Materials and Methods: This applied study was conducted using a descriptive approach. In the first stage, the factors influencing the prediction of neonatal hypoxic-ischemic encephalopathy were identified through expert surveys. In the second stage, data pertaining to 4,000 neonates were collected from the Iman system, available in the database of the Ministry of Health and Medical Education, during the years 2020–2021. Following preprocessing, a dataset comprising 3,962 records with 13 features was extracted. Subsequently, predictive models were developed using algorithms including artificial neural networks, decision tree variants, random forest, support vector machines, logistic regression, and Bayesian networks. Model construction was performed using the Python programming language within the Anaconda environment. Finally, performance evaluation and comparison were carried out using metrics such as accuracy, precision, specificity, F1-score, and the Area Under the Curve (AUC).
Results: The findings of the study revealed that the Area Under the Receiver Operating Characteristic Curve (AUROC) for models developed using logistic regression, artificial neural networks, random forest, Bayesian networks, support vector machines, and decision trees were 86%, 86%, 84%, 82%, 76%, and 74%, respectively. The highest performance was achieved by the logistic regression algorithm, with an accuracy of 81%, sensitivity of 85%, and specificity of 96%. The greatest sensitivity was observed in logistic regression, artificial neural networks, and support vector machines, whereas the naïve Bayesian algorithm demonstrated the lowest performance metrics. In the predictive model for hypoxic-ischemic encephalopathy, the most influential feature was the first-minute Apgar score, while the least influential factor was delivery outside the hospital.

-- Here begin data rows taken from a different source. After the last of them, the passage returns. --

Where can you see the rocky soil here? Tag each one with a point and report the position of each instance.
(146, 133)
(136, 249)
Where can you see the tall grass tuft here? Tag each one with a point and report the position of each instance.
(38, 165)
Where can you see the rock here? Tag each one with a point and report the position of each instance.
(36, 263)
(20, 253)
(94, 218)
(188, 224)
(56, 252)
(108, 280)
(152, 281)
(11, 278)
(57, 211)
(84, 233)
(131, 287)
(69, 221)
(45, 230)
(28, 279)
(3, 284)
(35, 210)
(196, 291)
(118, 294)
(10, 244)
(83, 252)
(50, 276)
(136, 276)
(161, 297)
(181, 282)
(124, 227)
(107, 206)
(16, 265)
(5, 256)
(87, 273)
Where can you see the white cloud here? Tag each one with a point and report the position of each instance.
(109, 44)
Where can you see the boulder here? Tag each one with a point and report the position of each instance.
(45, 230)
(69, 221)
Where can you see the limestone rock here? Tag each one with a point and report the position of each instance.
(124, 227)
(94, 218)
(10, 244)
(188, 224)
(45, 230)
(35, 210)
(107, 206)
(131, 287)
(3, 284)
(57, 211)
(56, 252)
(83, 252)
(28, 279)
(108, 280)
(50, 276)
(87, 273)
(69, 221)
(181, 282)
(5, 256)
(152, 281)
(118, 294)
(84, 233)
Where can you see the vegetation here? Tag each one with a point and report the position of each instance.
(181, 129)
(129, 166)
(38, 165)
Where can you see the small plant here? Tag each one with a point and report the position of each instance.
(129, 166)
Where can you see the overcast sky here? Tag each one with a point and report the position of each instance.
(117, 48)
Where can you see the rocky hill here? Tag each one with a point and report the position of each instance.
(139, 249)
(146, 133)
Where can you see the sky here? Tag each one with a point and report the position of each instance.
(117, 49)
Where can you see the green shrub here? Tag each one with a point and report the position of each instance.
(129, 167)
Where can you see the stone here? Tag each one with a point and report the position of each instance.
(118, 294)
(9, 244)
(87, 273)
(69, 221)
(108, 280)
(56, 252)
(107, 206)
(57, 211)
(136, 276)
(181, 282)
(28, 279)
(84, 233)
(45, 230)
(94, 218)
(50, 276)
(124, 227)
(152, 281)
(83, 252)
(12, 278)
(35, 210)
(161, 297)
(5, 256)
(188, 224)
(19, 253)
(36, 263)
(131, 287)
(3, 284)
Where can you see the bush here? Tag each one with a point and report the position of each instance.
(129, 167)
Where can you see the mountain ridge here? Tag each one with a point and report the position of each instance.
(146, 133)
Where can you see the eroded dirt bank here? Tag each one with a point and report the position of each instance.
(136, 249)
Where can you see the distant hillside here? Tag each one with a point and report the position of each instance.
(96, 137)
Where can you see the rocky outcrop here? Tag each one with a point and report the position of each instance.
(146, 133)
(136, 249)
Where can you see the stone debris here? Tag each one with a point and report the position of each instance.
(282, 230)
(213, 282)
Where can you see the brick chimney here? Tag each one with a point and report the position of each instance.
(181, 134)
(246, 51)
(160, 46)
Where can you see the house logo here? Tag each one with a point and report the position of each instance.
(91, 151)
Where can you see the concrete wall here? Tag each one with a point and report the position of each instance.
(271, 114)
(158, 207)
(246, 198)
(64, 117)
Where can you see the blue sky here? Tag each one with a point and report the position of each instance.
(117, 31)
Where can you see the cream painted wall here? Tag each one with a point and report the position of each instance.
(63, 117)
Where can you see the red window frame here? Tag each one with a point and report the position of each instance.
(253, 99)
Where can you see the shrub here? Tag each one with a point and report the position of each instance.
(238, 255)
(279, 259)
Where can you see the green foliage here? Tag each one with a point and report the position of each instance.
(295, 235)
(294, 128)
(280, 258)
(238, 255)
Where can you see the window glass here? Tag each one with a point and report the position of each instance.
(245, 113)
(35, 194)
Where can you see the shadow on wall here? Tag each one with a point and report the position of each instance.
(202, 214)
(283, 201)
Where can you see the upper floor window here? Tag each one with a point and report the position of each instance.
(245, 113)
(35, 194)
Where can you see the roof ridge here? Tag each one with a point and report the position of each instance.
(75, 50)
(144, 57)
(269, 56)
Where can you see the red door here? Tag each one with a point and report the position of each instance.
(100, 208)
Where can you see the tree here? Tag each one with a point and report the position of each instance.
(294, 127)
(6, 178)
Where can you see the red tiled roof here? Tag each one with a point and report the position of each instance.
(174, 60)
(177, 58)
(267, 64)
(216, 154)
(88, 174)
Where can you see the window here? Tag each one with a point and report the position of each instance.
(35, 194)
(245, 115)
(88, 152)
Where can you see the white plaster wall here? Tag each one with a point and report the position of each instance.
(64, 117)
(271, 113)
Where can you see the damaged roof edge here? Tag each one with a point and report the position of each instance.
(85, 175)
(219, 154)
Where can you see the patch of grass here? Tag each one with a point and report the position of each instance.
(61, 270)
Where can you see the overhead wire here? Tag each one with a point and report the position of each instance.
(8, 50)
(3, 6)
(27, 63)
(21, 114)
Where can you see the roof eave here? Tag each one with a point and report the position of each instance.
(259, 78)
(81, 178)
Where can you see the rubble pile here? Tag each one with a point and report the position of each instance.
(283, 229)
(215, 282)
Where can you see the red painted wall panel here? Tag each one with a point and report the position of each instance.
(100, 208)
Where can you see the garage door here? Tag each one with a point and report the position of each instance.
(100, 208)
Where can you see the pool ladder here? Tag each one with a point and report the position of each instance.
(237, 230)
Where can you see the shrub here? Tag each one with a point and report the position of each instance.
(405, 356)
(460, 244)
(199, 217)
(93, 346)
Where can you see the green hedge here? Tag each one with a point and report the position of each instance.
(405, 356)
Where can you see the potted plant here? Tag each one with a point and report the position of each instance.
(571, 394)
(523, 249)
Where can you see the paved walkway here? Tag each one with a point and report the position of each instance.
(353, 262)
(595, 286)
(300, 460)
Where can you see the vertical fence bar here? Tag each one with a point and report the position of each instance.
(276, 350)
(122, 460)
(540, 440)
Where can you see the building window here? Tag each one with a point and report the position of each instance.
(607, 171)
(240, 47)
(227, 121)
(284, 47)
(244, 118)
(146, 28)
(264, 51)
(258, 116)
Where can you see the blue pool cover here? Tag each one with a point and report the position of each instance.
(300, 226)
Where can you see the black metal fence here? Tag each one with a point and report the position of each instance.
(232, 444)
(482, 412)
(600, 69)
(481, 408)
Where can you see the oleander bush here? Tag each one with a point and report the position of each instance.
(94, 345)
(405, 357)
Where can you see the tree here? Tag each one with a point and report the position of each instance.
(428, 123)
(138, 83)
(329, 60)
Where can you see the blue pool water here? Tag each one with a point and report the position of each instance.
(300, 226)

Conclusion: The findings of the present study indicated that the predictive model for neonatal hypoxic-ischemic encephalopathy based on the logistic regression algorithm demonstrated superior performance. It is anticipated that the application of practical data-driven algorithms for neonates with hypoxic-ischemic encephalopathy will play a crucial role in the rapid identification of the condition and the provision of appropriate treatment. Such approaches can enable healthcare professionals to act within the critical window of opportunity, thereby improving the quality of care, preventing disease progression, and reducing the severity of adverse outcomes.